Action, Adventure

Fast & The Furious 6 (2013)

Comments Off on Fast & The Furious 6 (2013) 21 June 2013

Fast & The Furious 6 (2013)

“Checkered flag for fanatics, yellow warning flag for the rest of us.”

Universal Pictures
Original Film | One Race Films
Theatrical Release Date: May 7, 2013
Director: Justin Lin
Rated PG-13 for intense sequences of violence and action and mayhem throughout, some sexuality and language
GRADE: 3/5 (C)

Review by by Richard Rey

It took me over an hour and a half to realize that the NoS energy drink I had downed at films start was somehow connected to the Fast and the Furious franchise (thank God for product placement).  ‘So word on the street is true then, you’re not an FF fan!’ Nope. Of course, I suppose I’d have to be a follower in order to qualify as a fanatic. But since I’m neither of the two, perhaps my cinematic judgment of this sixth installment will allow me to take the action-flick purely at race-value: checkered flag for fanatics, yellow warning flag for the rest of us.
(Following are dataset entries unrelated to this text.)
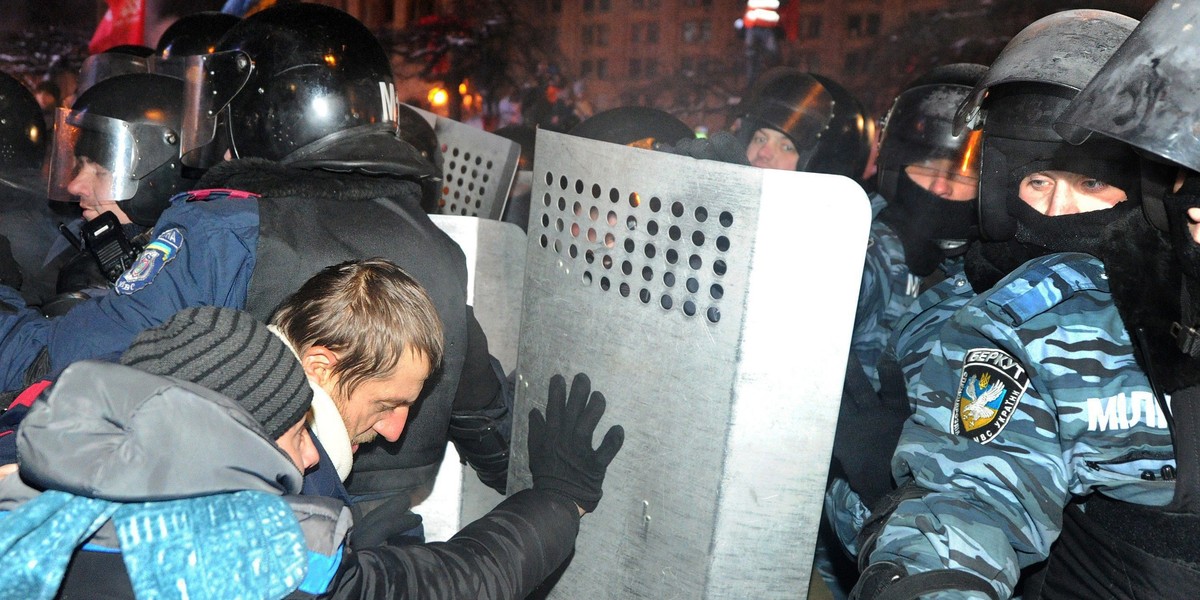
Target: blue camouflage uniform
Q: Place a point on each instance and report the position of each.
(213, 268)
(887, 289)
(1030, 397)
(907, 349)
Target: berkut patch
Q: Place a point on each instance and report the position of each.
(993, 384)
(153, 258)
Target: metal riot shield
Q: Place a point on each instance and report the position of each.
(477, 168)
(495, 256)
(712, 305)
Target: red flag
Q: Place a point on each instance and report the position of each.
(124, 23)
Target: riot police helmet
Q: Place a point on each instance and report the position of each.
(1018, 103)
(304, 84)
(643, 127)
(118, 60)
(919, 127)
(22, 126)
(124, 135)
(195, 34)
(928, 174)
(831, 130)
(1145, 95)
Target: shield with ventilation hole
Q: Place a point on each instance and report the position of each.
(477, 168)
(714, 313)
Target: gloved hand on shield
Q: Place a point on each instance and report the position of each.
(561, 455)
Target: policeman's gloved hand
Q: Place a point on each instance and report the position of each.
(10, 274)
(561, 455)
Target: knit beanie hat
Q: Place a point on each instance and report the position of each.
(232, 353)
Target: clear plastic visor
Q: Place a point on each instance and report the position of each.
(211, 81)
(105, 156)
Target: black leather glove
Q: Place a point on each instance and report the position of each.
(10, 274)
(561, 455)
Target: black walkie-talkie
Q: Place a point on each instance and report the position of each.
(105, 239)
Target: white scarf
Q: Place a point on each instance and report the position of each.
(327, 423)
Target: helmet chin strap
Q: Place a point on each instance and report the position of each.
(1186, 330)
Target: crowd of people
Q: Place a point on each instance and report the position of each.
(234, 347)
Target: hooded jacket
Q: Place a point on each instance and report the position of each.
(201, 471)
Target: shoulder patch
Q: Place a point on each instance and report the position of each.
(153, 258)
(991, 385)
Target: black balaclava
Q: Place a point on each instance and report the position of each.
(1037, 234)
(930, 227)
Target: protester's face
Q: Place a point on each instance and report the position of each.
(945, 179)
(1062, 192)
(379, 407)
(297, 442)
(771, 149)
(93, 184)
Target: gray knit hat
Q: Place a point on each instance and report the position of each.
(232, 353)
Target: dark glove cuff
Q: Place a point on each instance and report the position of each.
(483, 441)
(889, 581)
(577, 495)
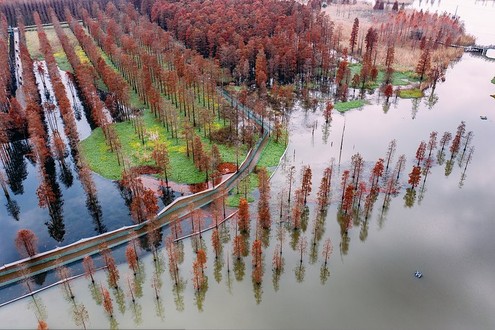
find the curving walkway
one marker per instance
(180, 207)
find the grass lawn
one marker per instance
(411, 93)
(345, 106)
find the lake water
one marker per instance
(369, 284)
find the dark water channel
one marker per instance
(446, 232)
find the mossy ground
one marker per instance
(413, 93)
(345, 106)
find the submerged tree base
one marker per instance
(413, 93)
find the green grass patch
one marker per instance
(413, 93)
(270, 156)
(399, 78)
(104, 162)
(345, 106)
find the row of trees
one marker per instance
(288, 42)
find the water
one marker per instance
(447, 234)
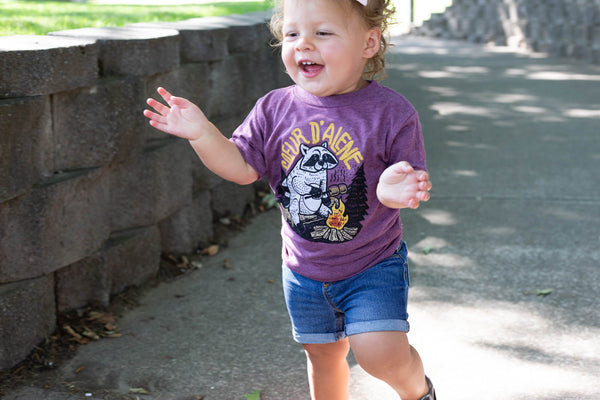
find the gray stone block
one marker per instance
(25, 125)
(183, 231)
(131, 51)
(133, 257)
(228, 87)
(203, 178)
(84, 282)
(97, 125)
(53, 225)
(201, 39)
(27, 312)
(151, 186)
(37, 65)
What started as a sexy, flashy, even edgy look into East L.A.’s underground street racing scene more than a decade ago, has quickly become a box office blockbuster franchise with more than $1.5 billion drifting in (to producer’s pockets) worldwide with the release of Fast Five ($625 million) just two years ago. Keep these numbers in mind the next time you’re tempted to scoff and inquire how Universal Pictures could possibly release yet another Vin Diesel-fueled chapter of the highly-successful action series.
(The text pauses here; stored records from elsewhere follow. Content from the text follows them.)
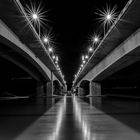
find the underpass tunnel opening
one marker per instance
(15, 74)
(84, 87)
(125, 82)
(57, 88)
(14, 81)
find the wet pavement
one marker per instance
(72, 118)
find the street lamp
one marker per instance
(35, 15)
(107, 16)
(46, 39)
(50, 49)
(90, 49)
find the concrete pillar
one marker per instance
(80, 91)
(40, 89)
(95, 89)
(52, 83)
(49, 89)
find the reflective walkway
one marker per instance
(71, 118)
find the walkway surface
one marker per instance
(71, 118)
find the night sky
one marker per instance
(71, 23)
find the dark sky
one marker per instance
(72, 22)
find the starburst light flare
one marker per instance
(107, 16)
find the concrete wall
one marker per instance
(125, 54)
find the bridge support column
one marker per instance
(40, 89)
(80, 91)
(95, 89)
(49, 89)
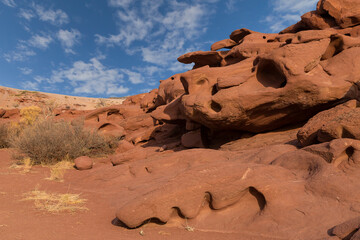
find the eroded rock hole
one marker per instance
(214, 90)
(185, 85)
(259, 197)
(349, 152)
(117, 222)
(215, 106)
(288, 41)
(335, 47)
(270, 75)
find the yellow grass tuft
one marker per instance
(24, 164)
(55, 203)
(58, 170)
(29, 115)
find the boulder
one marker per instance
(226, 43)
(342, 121)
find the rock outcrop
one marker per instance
(262, 83)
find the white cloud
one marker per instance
(41, 42)
(25, 70)
(287, 12)
(28, 85)
(55, 17)
(27, 14)
(90, 78)
(21, 53)
(68, 39)
(119, 3)
(160, 30)
(231, 5)
(294, 6)
(9, 3)
(134, 77)
(25, 49)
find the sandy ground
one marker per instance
(15, 98)
(22, 220)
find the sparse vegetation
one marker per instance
(57, 171)
(29, 115)
(4, 135)
(56, 203)
(101, 103)
(48, 142)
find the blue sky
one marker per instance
(114, 48)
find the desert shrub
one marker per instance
(4, 135)
(29, 115)
(48, 141)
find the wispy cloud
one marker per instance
(25, 49)
(28, 85)
(9, 3)
(21, 53)
(160, 30)
(25, 70)
(89, 77)
(287, 12)
(40, 41)
(119, 3)
(231, 5)
(68, 39)
(27, 14)
(53, 16)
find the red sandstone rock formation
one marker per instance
(264, 82)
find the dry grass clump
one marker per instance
(48, 142)
(4, 136)
(58, 170)
(56, 203)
Director Justin Lin’s most recent addition is an “inbetweequel” involving the much anticipated return of Letty (Michelle Rodriguez, still alive), now second-in-command to a violent military mastermind named Owen Shaw (Luke Evans, seething). When the lawful Agent Hobbs (Dwayne Johnson) approaches retired ex-con Dom Torreto (Vin Diesel) about a deal that would incarcerate Shaw and, more importantly, provide U.S. pardons to the scattered family of fugitives, it’s time, once again, for some high-octane heat and more badass crashes. Unfortunately, since the FF inception, it’s become infinitely more difficult to marvel moviegoers with stunts and SFX without the presence of a hammer-hefting or web-wielding Superhero (sorry Vin).
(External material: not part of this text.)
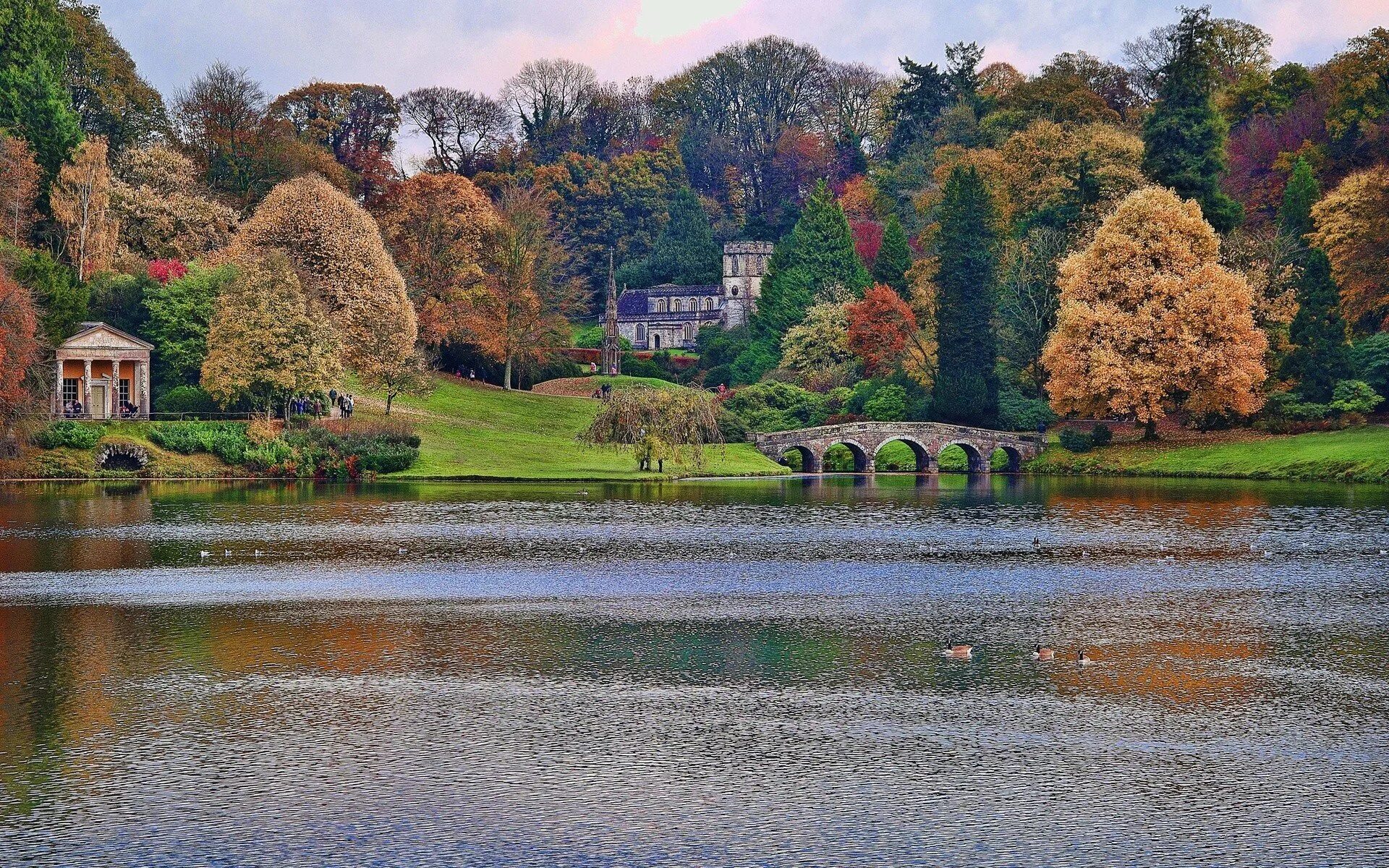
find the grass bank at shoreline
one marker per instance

Whether we like it or not the Avenger-era is upon us; a period in which moviegoers’ impatience and inability to sit still and avoid social media for 90 minutes has led to faster, louder and bigger cinematic spectacles (Iron Man 3, Star Trek Into Darkness, Man of Steel). To keep up, the Fast & the Furious would have to become Faster and, erm, Furiouser; and on that front the franchise has fallen laps behind. Even in its heavily-advertised vehicular warfare action sequences that brag a bullet-proof Flip Car that would impress Bruce Wayne, a Ten-ton Chieftain Tank crushing the highways of the Canary Islands and a Russian Antanov plane cabled down to souped-up roadsters, the fuel-tank still seems only half-full (or half empty if you’re like me).

Now, that isn’t to say the movie won’t make money – it will, that’s why they made it; however, this film feels more geared toward the sappy sentiments of its faithful fanbase and less toward its titular trademark. As a critic, it’s both surprising and stirring to see the filmmakers slam on the brakes of the gratuitous use of sex, drugs and bloodshed in hopes of maintaining a first place spot in the box office this time around.
However, the lack of the aforementioned typical crowd-pleasers isn’t the real problem. No, the underlying setback of the film is that the action is really only occasional, leaving us with a chain of emotionally empty “moments” and a screening full of moments where all we want is for them to cut to the damned chase, literally. Sure, the movie has enough woah and oh shit moments to make it worthwhile, but the action is so dragged out it’ll leave most of us with a thumb in the air hoping to hitchhike in a faster ride.

The real entertainment lies in the comedy, drawing hilarious turns from former R&B artist Tyrese Gibbons and his Asian counterpart Sung Kang who quip-for-quip easily match the Chris TuckerJackie Chan duo of the Rush Hour series. Indeed, it smells more like baby-oil than the full-throttle pedal-to-the-metal fumes followers have been high on for the past twelve years.  Yet while the laughter does give it cinematic swag, “it hits like thunder and disappears like smoke.” Overall, it is a functional installment that is, surprisingly, not a complete wreck but can be summed up in one word: again – punctuation not included. 

LAST LINE: And in case you were wondering, yes Fast & the Furious 7 is in the works, this time under the direction of James Wan (Saw, Insidious).